For async and webhook modes, only PolicyDeniedError (immediate block) and ArdenError can be raised at call time. ApprovalTimeoutError only applies to wait mode.

Tip

In production, we recommend catching ArdenError broadly and failing open (allowing the call) or failing closed (blocking) depending on your risk tolerance.

Configuration

Environments

Arden has two isolated environments — test and live. Each has its own API keys, agents, policies, and action log.

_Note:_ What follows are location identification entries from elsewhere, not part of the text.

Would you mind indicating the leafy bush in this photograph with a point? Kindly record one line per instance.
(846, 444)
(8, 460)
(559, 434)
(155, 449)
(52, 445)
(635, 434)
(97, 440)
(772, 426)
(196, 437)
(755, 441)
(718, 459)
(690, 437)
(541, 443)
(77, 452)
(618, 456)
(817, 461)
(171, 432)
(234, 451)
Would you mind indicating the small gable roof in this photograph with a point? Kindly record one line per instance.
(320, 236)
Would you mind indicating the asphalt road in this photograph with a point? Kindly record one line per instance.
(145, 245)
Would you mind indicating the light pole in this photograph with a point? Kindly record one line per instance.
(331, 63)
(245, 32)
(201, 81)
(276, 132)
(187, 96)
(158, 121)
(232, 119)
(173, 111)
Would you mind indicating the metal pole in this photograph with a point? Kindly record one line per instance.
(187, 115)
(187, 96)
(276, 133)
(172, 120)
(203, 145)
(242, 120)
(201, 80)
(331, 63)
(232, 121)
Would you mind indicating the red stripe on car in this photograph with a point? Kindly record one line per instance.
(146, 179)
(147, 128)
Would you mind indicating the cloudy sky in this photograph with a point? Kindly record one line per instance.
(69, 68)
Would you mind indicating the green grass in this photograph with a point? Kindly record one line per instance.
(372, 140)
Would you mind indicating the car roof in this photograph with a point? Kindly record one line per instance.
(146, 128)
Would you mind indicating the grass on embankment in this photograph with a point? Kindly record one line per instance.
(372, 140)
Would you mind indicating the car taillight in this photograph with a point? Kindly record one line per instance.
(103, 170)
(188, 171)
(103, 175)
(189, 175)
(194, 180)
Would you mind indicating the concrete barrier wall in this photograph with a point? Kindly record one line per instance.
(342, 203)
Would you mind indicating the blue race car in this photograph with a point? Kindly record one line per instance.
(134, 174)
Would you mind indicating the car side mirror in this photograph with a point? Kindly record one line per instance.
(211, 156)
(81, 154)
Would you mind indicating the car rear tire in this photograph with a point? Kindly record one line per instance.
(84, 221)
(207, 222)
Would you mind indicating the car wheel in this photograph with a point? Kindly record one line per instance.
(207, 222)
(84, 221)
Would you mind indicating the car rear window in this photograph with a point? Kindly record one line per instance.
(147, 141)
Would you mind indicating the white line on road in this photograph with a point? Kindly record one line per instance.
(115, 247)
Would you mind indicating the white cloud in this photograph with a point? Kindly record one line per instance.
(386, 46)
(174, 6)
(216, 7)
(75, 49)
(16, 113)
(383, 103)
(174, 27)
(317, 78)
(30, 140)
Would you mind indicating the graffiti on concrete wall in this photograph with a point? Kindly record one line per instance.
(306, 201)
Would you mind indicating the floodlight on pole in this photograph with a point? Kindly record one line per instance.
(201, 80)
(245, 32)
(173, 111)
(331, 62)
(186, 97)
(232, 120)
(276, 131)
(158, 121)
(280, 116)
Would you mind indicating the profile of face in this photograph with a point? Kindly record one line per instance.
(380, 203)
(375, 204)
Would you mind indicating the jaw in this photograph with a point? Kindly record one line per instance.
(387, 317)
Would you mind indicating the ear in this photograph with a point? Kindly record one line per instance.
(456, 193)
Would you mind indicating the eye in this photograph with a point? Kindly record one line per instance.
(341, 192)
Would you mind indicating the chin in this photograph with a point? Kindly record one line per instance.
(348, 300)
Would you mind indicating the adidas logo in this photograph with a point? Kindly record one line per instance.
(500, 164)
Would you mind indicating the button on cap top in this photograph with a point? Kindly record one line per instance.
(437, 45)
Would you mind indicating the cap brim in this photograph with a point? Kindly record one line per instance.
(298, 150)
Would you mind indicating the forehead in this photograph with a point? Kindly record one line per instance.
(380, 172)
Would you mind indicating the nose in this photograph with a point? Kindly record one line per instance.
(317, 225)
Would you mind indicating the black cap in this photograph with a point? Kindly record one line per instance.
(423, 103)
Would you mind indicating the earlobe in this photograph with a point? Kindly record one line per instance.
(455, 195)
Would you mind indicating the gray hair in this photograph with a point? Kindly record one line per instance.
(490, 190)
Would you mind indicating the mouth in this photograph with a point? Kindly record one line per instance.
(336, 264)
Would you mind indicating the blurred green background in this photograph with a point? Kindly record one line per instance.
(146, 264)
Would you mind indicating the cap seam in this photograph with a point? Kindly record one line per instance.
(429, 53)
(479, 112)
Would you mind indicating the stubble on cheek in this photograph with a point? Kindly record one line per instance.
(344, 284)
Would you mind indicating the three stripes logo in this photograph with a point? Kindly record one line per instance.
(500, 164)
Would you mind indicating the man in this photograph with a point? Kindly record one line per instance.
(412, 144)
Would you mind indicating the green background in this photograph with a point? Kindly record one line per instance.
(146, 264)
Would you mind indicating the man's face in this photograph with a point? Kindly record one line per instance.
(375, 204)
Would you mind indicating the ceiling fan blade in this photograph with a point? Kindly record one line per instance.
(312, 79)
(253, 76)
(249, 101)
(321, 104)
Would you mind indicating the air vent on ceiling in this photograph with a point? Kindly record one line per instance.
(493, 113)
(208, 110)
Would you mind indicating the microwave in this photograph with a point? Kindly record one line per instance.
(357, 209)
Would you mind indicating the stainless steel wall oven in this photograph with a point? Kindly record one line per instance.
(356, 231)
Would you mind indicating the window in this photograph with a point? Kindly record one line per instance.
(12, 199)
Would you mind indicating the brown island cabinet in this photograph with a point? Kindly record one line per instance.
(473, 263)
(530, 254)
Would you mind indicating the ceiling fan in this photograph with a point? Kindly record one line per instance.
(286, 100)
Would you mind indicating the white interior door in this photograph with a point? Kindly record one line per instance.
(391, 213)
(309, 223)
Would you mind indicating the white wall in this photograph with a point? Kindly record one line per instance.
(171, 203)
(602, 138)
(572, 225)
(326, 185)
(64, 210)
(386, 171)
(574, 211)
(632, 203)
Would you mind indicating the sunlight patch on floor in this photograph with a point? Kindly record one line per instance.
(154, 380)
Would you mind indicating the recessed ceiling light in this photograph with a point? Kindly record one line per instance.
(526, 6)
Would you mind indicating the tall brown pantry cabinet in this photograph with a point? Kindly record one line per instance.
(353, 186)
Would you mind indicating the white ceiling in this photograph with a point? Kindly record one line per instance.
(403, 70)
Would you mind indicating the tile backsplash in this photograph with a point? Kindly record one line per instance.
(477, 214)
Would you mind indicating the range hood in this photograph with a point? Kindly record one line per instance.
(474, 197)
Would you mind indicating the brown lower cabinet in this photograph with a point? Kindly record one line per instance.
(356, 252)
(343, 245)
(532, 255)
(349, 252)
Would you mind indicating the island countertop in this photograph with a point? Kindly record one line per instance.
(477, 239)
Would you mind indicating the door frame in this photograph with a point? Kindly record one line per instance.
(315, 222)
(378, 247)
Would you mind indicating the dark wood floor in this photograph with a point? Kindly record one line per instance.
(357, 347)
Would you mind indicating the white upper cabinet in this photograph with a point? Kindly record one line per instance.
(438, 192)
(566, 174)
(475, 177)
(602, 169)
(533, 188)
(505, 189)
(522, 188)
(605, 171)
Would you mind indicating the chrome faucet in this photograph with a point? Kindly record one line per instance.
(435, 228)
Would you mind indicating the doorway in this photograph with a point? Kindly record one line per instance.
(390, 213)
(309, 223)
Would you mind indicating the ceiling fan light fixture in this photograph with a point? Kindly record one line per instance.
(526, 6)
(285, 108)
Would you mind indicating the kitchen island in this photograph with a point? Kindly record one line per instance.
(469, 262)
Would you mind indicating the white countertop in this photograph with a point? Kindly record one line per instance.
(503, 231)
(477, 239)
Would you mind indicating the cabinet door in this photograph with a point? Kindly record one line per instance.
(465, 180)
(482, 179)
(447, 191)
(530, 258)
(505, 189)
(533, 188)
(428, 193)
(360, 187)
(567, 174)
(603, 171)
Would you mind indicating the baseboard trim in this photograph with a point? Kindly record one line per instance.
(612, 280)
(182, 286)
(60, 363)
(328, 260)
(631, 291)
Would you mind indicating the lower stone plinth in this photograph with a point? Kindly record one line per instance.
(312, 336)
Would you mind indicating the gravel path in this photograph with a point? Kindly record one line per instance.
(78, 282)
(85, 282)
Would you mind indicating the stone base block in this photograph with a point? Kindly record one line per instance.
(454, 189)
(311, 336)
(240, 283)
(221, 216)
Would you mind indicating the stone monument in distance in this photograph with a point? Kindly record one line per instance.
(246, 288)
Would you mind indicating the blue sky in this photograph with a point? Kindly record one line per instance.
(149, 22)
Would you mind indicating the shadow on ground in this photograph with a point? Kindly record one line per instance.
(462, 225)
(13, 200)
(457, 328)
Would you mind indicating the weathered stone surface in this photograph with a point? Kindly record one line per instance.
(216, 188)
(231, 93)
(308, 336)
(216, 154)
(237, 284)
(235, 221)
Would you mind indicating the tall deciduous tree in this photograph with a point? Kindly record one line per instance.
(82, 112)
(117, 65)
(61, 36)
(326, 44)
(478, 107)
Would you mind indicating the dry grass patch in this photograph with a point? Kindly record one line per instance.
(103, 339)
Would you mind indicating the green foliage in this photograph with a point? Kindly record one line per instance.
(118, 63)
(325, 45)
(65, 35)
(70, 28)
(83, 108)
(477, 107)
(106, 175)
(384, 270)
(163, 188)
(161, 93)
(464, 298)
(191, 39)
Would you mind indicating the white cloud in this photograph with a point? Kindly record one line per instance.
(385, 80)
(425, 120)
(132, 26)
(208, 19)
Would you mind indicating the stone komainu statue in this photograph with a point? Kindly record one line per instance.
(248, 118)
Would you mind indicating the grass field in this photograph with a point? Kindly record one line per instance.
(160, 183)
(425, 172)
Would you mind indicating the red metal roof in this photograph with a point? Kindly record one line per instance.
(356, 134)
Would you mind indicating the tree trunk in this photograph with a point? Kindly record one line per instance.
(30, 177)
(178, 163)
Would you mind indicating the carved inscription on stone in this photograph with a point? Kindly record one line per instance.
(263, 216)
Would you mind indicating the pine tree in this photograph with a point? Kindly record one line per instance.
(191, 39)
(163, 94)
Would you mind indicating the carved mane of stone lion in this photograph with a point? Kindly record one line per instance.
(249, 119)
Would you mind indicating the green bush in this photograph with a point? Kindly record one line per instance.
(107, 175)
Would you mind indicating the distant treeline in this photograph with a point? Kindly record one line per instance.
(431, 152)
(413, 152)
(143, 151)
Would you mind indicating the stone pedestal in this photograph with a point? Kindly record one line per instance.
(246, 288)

EnvironmentAPI endpointKey prefix
Testhttps://api-test.arden.sharden_test_
Livehttps://api.arden.sharden_live_

The environment is auto-detected from the API key prefix. Use an environment variable to switch without code changes:

python
import os, ardenpy as arden

arden.configure(api_key=os.environ["ARDEN_API_KEY"])
# ARDEN_API_KEY=arden_test_... → test environment
# ARDEN_API_KEY=arden_live_... → live environment

Reference

Exceptions

All exceptions inherit from ArdenError.

ArdenError
class ArdenError(Exception)

Base class. Catch this to handle any Arden-related error.

PolicyDeniedError
class PolicyDeniedError(ArdenError):
    tool_name: str

Raised when a call is blocked by policy or denied by a human (wait mode).

ApprovalTimeoutError
class ApprovalTimeoutError(ArdenError):
    action_id: str
    timeout: float

Raised in wait mode when no decision is received within max_poll_time.

ConfigurationError
class ConfigurationError(ArdenError)

Raised when configure() has not been called before a tool call.